O livro "Memorial de Aires", último romance de Machado de Assis, ganhará uma tradução para o italiano, fruto de um programa patrocinado pela Biblioteca Nacional para apoiar a divulgação de autores brasileiros no exterior.
Publicada em 1908, ano da morte do escritor, a obra será traduzida para a língua de Dante Alighieri por Sonia Netto Salomão, professora titular sênior da Sapienza Universidade de Roma e candidata à cadeira 27 da Academia Brasileira de Letras (ABL), instituição fundada por Machado.
"'Memorial de Aires' foi traduzido para o italiano há mais de 60 anos, então é praticamente como se não existisse mais. E toda tradução precisa ser atualizada, porque a língua também envelhece", conta Salomão em entrevista à ANSA.
A professora ganhou uma bolsa de tradução da Biblioteca Nacional, entidade presidida pelo ítalo-brasileiro Marco Lucchesi, em parceria com a editora Queen Kristianka.
Composto em formato de diário, o romance contempla dois anos da vida do diplomata aposentado José da Costa Marcondes Aires -1888 e 1889, anos da abolição da escravatura e da proclamação da República -, enquanto aborda temas como a solidão na velhice e a realidade social do Brasil.
Segundo Salomão, a tradução de "Memorial de Aires" deve ser entregue à editora até julho de 2025, o que fará a Itália ter versões atualizadas de todos os romances da chamada "segunda fase" da obra de Machado, que ainda inclui "Memórias Póstumas de Brás Cubas" (1881), "Quincas Borba" (1891), "Dom Casmurro" (1899) e "Esaú e Jacó" (1904).

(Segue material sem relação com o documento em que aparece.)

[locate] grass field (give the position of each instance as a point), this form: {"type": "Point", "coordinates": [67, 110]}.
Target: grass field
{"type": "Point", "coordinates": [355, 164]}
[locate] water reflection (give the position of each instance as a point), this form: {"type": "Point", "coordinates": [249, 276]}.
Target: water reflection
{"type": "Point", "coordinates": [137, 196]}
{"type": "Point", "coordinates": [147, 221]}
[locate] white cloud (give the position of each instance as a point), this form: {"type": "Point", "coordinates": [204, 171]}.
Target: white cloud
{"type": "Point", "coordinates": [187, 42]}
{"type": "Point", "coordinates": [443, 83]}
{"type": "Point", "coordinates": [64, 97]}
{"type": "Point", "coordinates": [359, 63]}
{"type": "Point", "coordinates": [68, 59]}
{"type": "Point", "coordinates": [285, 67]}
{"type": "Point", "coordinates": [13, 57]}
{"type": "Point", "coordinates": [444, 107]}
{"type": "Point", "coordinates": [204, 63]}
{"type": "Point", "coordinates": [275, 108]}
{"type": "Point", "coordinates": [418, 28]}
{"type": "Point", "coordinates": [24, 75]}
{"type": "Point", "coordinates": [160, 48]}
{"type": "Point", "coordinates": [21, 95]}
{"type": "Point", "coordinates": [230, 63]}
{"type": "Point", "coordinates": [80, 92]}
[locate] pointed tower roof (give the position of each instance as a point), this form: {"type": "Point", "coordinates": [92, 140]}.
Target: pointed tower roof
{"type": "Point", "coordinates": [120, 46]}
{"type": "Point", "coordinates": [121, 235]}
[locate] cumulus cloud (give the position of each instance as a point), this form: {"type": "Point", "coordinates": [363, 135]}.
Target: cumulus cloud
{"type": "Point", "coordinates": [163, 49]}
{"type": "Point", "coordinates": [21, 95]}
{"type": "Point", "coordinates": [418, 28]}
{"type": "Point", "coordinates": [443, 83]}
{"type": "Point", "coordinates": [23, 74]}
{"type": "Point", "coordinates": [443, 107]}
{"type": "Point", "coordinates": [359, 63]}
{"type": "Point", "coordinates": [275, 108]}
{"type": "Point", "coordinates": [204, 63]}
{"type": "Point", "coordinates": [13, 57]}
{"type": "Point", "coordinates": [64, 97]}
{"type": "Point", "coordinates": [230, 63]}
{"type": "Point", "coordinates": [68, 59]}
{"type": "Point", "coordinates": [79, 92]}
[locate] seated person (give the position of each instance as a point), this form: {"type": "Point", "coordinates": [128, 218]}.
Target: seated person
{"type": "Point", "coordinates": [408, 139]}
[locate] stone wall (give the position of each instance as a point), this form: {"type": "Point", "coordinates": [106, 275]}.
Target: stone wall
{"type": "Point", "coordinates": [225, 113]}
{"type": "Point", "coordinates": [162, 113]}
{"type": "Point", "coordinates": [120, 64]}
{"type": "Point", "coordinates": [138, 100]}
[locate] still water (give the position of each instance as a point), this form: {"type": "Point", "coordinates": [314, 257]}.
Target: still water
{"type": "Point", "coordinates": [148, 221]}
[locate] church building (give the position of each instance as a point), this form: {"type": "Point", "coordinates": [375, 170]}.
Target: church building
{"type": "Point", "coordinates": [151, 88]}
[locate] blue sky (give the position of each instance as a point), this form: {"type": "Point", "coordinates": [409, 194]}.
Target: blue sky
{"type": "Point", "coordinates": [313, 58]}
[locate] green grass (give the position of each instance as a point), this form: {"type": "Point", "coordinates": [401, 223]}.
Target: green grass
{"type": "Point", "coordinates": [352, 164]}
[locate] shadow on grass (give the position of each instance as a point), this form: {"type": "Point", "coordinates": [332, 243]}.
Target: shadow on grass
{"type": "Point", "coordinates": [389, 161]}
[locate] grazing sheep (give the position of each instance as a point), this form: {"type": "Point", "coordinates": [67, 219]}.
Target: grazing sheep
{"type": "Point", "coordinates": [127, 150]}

O projeto chega em um momento de resgate do trabalho de Machado, tido por muitos como o maior escritor brasileiro e que escalou listas de mais vendidos no Brasil e nos Estados Unidos após uma publicação viral da tiktoker americana Courtney Novak sobre "Memórias Póstumas de Brás Cubas".
"Isso só vem a comprovar o que os estudiosos dizem há muito tempo: é necessário que haja um trabalho de internacionalização de Machado", diz Salomão, acrescentando que a Itália ainda não conta com pesquisadores especializados na obra do autor.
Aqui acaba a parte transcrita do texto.